Customer Segmentation using K Means Algorithm

Customer Segmentation using K Means Algorithm

In this blog we will be discussing one of the most popular algorithm of unsupervised learning i.e K-Means Algorithm.We will be taking the customer dataset as an example and we will apply segmentation on this dataset using K-mean Clustering.

What is Customer segmentation?

Customer segmentation is the practice of partitioning a customer base into groups of individuals that have similar characteristics. It is a significant strategy as a business can target these specific groups of customers and effectively allocate marketing resources. For example, one group might contain customers who are high-profit and low-risk, that is, more likely to purchase products, or subscribe for a service. A business task is to retaining those customers. Another group might include customers from non-profit organizations. And so on.

K-Means Algorithm

Kmeans algorithm is an iterative algorithm that tries to partition the dataset into Kpre-defined distinct non-overlapping subgroups (clusters) where each data point belongs to only one group. It tries to make the intra-cluster data points as similar as possible while also keeping the clusters as different (far) as possible. It assigns data points to a cluster such that the sum of the squared distance between the data points and the cluster’s centroid (arithmetic mean of all the data points that belong to that cluster) is at the minimum. The less variation we have within clusters, the more homogeneous (similar) the data points are within the same cluster. The way kmeans algorithm works is as follows:

  1. Specify number of clusters K.
  2. Initialize centroids by first shuffling the dataset and then randomly selecting K data points for the centroids without replacement.
  3. Keep iterating until there is no change to the centroids. i.e assignment of data points to clusters isn’t changing.
  4. Compute the sum of the squared distance between data points and all centroids.
  5. Assign each data point to the closest cluster (centroid).
  6. Compute the centroids for the clusters by taking the average of the all data points that belong to each cluster.

    Imlementation

    Here we will implement k-Means algorithm on customer dataset.
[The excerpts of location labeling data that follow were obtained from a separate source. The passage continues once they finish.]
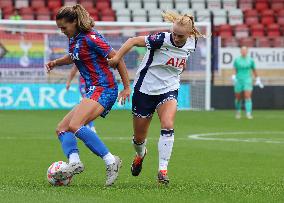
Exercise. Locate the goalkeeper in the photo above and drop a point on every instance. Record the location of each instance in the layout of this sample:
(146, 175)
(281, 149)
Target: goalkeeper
(244, 66)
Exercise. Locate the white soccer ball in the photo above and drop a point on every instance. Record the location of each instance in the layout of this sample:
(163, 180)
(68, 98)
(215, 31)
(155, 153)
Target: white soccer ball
(52, 169)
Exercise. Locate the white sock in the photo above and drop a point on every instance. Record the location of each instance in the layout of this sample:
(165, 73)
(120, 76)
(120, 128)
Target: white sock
(139, 147)
(109, 159)
(165, 146)
(74, 158)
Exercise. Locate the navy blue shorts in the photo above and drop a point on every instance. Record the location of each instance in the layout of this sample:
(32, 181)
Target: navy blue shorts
(144, 105)
(105, 96)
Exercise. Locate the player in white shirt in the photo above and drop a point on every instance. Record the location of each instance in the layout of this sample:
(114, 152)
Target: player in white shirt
(157, 83)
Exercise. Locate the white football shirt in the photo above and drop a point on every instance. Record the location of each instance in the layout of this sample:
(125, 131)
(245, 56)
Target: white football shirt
(160, 69)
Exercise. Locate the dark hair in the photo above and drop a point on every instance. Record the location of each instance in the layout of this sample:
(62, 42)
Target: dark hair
(71, 13)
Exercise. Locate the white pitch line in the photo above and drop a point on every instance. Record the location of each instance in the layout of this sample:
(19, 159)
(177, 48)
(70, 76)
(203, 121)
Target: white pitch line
(204, 136)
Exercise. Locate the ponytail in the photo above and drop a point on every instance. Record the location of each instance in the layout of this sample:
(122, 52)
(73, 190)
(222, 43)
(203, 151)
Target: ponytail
(85, 22)
(186, 20)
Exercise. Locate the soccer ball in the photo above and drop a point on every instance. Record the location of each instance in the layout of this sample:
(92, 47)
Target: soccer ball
(53, 168)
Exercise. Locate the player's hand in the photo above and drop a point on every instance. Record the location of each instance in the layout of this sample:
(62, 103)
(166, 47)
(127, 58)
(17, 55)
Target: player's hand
(67, 85)
(124, 95)
(234, 79)
(113, 62)
(258, 82)
(50, 65)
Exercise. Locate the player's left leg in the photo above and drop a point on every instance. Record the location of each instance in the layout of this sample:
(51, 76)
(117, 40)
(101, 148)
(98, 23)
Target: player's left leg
(248, 104)
(166, 112)
(82, 88)
(247, 96)
(98, 103)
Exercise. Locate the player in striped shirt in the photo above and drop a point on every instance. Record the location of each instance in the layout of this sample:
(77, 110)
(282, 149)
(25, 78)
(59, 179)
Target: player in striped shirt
(89, 51)
(157, 83)
(82, 88)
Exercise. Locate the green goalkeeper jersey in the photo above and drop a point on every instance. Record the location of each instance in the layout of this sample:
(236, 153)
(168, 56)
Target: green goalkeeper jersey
(244, 67)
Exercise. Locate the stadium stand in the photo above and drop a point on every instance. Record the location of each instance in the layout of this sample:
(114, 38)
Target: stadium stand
(236, 19)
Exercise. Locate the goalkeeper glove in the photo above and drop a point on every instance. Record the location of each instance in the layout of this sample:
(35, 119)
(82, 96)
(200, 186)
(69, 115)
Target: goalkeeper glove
(234, 79)
(258, 82)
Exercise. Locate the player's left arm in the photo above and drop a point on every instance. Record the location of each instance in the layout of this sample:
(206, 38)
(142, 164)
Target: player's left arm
(258, 81)
(126, 47)
(121, 67)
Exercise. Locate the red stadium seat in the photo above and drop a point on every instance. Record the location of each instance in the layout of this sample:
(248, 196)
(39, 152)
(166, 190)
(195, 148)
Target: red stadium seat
(6, 3)
(263, 42)
(107, 12)
(27, 16)
(42, 11)
(229, 42)
(277, 5)
(257, 30)
(37, 4)
(107, 18)
(248, 42)
(26, 10)
(43, 17)
(225, 30)
(277, 42)
(92, 11)
(245, 4)
(87, 4)
(261, 5)
(267, 17)
(273, 30)
(241, 31)
(251, 17)
(101, 5)
(54, 4)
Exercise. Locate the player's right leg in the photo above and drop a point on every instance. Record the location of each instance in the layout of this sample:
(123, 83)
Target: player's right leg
(141, 126)
(69, 145)
(238, 99)
(248, 104)
(143, 107)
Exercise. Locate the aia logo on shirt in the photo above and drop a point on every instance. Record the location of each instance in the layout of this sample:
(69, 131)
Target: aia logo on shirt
(74, 56)
(176, 62)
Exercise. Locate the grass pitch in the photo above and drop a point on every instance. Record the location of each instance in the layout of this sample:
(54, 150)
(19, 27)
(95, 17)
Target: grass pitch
(216, 158)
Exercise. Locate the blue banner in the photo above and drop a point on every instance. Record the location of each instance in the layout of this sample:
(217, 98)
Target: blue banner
(55, 96)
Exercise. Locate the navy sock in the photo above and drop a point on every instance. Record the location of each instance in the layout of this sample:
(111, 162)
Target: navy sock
(92, 141)
(68, 143)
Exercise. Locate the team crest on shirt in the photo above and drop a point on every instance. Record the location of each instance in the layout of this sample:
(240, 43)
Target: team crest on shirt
(74, 56)
(93, 36)
(155, 36)
(176, 62)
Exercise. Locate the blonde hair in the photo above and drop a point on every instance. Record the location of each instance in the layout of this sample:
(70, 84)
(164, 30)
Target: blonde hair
(185, 20)
(85, 22)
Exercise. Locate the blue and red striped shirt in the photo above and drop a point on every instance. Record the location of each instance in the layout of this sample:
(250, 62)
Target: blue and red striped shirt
(89, 52)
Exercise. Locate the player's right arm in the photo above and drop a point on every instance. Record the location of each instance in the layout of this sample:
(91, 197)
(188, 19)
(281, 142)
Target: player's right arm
(65, 60)
(234, 78)
(126, 47)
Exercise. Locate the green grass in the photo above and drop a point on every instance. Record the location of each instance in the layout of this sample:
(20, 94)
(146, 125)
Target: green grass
(200, 170)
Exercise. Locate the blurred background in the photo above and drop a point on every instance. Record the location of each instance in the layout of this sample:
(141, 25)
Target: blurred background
(29, 38)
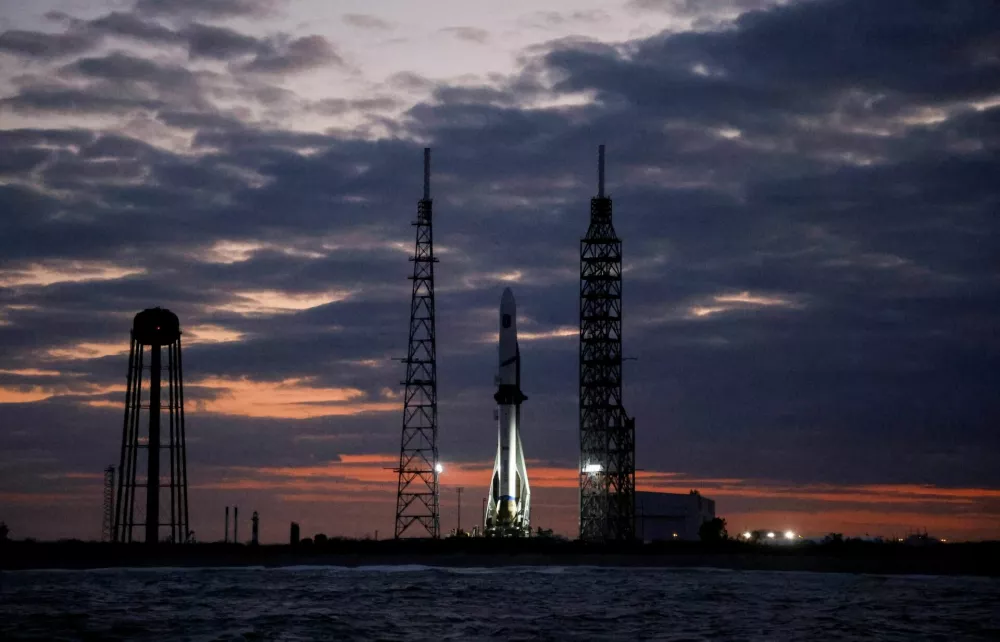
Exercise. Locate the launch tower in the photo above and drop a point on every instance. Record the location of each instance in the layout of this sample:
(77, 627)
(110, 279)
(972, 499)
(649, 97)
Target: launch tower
(417, 489)
(607, 433)
(153, 331)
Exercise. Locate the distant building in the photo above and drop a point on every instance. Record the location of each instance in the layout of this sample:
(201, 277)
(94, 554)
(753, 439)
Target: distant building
(671, 516)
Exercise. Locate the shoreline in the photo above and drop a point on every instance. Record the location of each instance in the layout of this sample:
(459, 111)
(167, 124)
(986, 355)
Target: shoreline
(972, 559)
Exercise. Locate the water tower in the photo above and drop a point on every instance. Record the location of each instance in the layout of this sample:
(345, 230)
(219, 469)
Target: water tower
(154, 385)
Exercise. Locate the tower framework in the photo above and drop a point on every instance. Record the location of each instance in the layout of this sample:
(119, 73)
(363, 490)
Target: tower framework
(607, 433)
(108, 518)
(154, 332)
(417, 490)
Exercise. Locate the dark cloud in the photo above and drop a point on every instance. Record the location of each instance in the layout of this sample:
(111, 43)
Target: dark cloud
(35, 44)
(208, 8)
(74, 101)
(554, 19)
(131, 26)
(469, 34)
(366, 21)
(300, 54)
(336, 106)
(220, 43)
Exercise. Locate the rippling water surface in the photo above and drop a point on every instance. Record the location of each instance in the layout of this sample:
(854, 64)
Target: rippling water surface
(553, 603)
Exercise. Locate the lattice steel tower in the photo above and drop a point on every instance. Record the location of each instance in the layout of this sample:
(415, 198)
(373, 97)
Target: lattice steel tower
(607, 433)
(417, 491)
(152, 331)
(108, 518)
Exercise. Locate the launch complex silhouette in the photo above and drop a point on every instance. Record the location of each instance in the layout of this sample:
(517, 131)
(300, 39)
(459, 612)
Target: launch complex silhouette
(154, 383)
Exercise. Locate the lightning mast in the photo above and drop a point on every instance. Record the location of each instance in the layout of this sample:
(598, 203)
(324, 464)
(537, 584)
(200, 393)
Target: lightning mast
(417, 490)
(607, 433)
    Load Data from CSV File.

import pandas as pd
cust_df = pd.read_csv("Cust_Segmentation.csv")
cust_df.head()

You will get this after loading data

qq.png

Preprocessing

As you can see, Address in this dataset is a categorical variable. k-means algorithm isn't directly applicable to categorical variables because Euclidean distance function isn't really meaningful for discrete variables. So, lets drop this feature and run clustering.
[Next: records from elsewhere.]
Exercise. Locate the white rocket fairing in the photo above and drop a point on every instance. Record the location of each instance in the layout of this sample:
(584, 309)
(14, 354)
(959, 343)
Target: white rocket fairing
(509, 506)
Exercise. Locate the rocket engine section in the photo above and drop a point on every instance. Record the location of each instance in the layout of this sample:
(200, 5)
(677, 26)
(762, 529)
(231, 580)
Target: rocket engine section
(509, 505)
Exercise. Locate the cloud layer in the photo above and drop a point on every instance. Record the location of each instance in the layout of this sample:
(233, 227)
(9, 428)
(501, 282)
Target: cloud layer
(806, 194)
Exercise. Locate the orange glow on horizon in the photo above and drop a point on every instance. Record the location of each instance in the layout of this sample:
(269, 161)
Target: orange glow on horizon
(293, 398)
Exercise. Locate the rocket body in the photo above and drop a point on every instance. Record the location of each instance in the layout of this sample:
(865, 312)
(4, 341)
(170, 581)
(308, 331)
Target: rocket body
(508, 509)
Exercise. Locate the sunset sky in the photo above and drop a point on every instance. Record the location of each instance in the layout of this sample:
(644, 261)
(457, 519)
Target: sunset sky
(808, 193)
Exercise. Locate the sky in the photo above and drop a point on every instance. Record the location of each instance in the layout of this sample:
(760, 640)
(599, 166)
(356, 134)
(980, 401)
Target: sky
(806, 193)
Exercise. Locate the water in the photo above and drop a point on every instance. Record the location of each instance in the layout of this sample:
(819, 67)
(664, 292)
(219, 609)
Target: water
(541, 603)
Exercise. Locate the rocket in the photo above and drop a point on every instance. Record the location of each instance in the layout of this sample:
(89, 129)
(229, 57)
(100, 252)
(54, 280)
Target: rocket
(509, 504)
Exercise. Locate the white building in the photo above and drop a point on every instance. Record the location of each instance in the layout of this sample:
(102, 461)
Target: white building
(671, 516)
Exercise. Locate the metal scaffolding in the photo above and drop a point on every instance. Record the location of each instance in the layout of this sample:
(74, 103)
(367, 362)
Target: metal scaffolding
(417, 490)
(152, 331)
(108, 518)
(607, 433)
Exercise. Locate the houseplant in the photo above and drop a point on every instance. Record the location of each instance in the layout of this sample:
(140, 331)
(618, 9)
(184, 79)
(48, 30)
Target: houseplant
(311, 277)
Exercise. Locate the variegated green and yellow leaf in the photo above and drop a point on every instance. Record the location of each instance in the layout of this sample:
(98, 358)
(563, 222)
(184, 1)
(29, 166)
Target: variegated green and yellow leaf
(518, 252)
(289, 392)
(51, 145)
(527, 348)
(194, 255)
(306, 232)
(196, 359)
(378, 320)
df = cust_df.drop('Address', axis=1)
df.head()

Normalizing over the standard deviation Now let's normalize the dataset. But why do we need normalization in the first place? Normalization is a statistical method that helps mathematical-based algorithms to interpret features with different magnitudes and distributions equally. We use StandardScaler() to normalize our dataset.
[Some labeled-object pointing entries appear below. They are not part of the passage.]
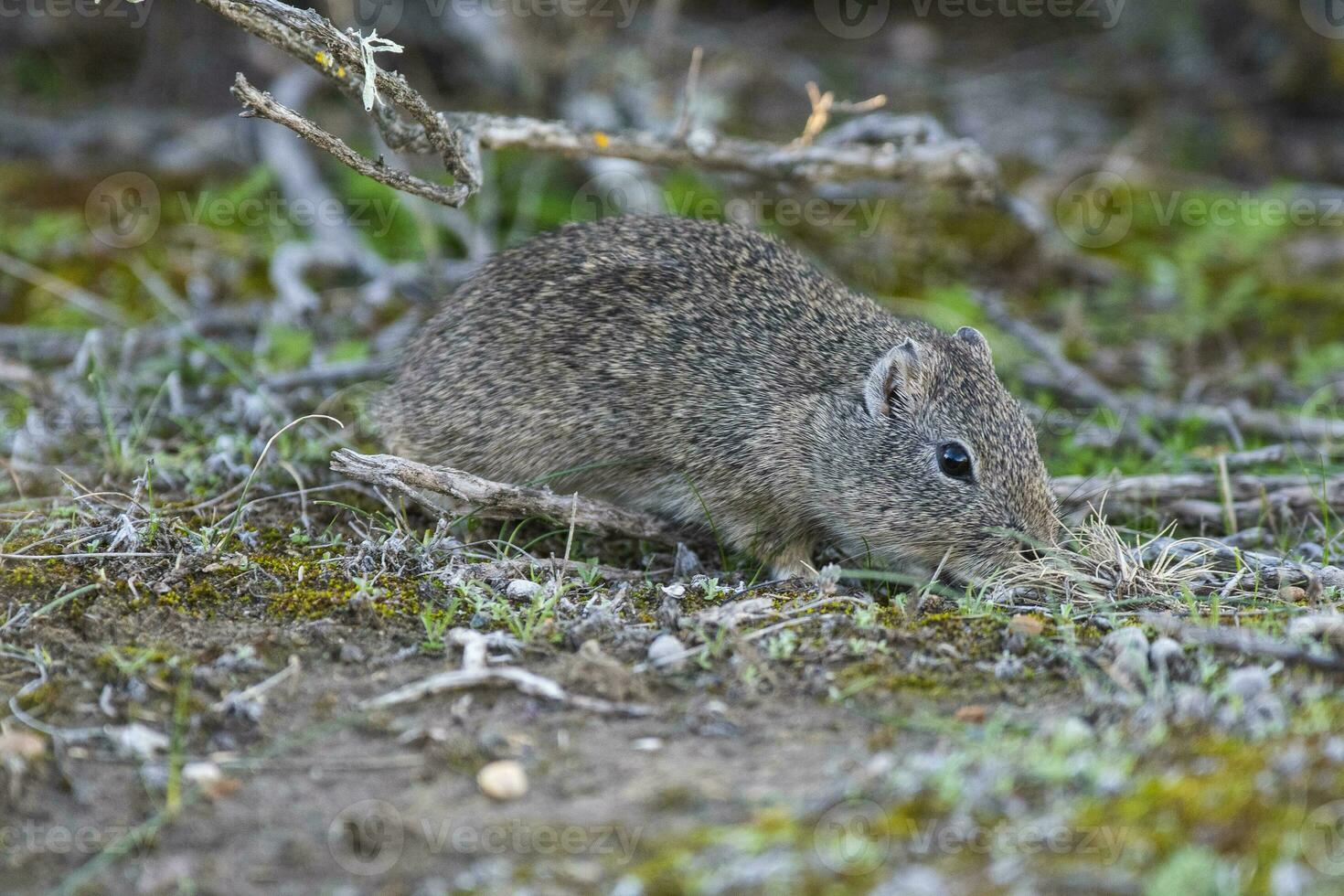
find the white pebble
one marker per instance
(520, 589)
(666, 652)
(502, 779)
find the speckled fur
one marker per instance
(660, 352)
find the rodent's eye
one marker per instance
(955, 460)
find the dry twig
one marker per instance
(475, 673)
(441, 488)
(459, 137)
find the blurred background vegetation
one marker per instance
(1212, 114)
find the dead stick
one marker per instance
(497, 498)
(1246, 644)
(1070, 378)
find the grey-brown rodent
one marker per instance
(648, 355)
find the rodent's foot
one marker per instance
(794, 563)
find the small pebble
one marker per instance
(975, 713)
(666, 652)
(1168, 658)
(519, 589)
(503, 779)
(1026, 624)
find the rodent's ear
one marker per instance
(891, 377)
(975, 337)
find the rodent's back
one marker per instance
(692, 368)
(624, 338)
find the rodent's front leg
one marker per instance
(794, 561)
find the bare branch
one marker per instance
(266, 106)
(1247, 644)
(457, 137)
(441, 488)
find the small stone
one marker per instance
(686, 563)
(522, 589)
(22, 746)
(1168, 658)
(202, 773)
(1292, 594)
(137, 741)
(974, 713)
(503, 779)
(1247, 683)
(666, 652)
(1124, 655)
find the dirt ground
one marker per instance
(938, 749)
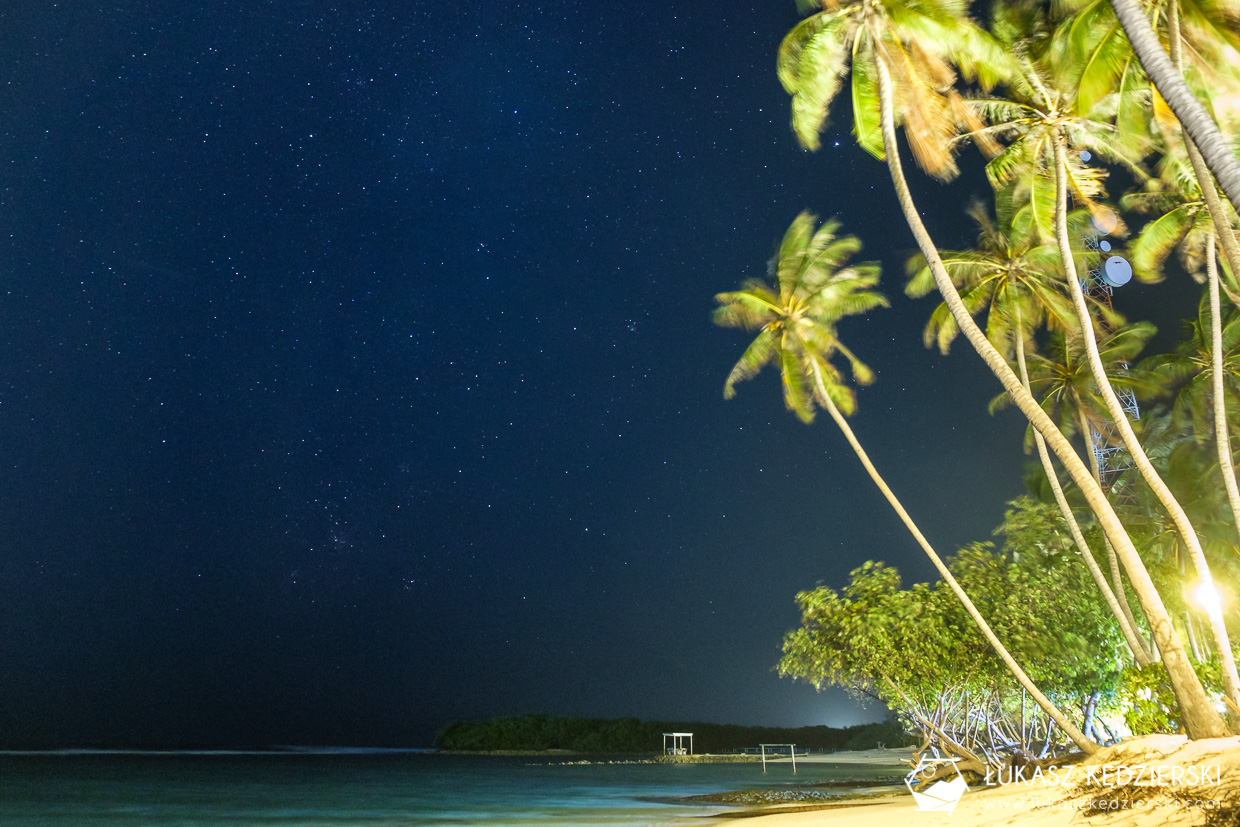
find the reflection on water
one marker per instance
(123, 790)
from sklearn.preprocessing import StandardScaler
X = df.values[:,1:]
X = np.nan_to_num(X)
Clus_dataSet = StandardScaler().fit_transform(X)
Clus_dataSet

qq1.png

Modeling

In our example (if we didn't have access to the k-means algorithm), it would be the same as guessing that each customer group would have certain age, income, education, etc, with multiple tests and experiments. However, using the K-means clustering we can do all this process much easier.

Lets apply k-means on our dataset, and take look at cluster labels

clusterNum = 3
k_means = KMeans(init = "k-means++", n_clusters = clusterNum, n_init = 12)
print(k_means)
k_means.fit(X)
labels = k_means.labels_
print(len(labels))

qq2.png

Insights

We assign the labels to each row in dataframe.

df["Clus_km"] = labels
df.head(5)

qq3.png

We can easily check the centroid values by averaging the features in each cluster.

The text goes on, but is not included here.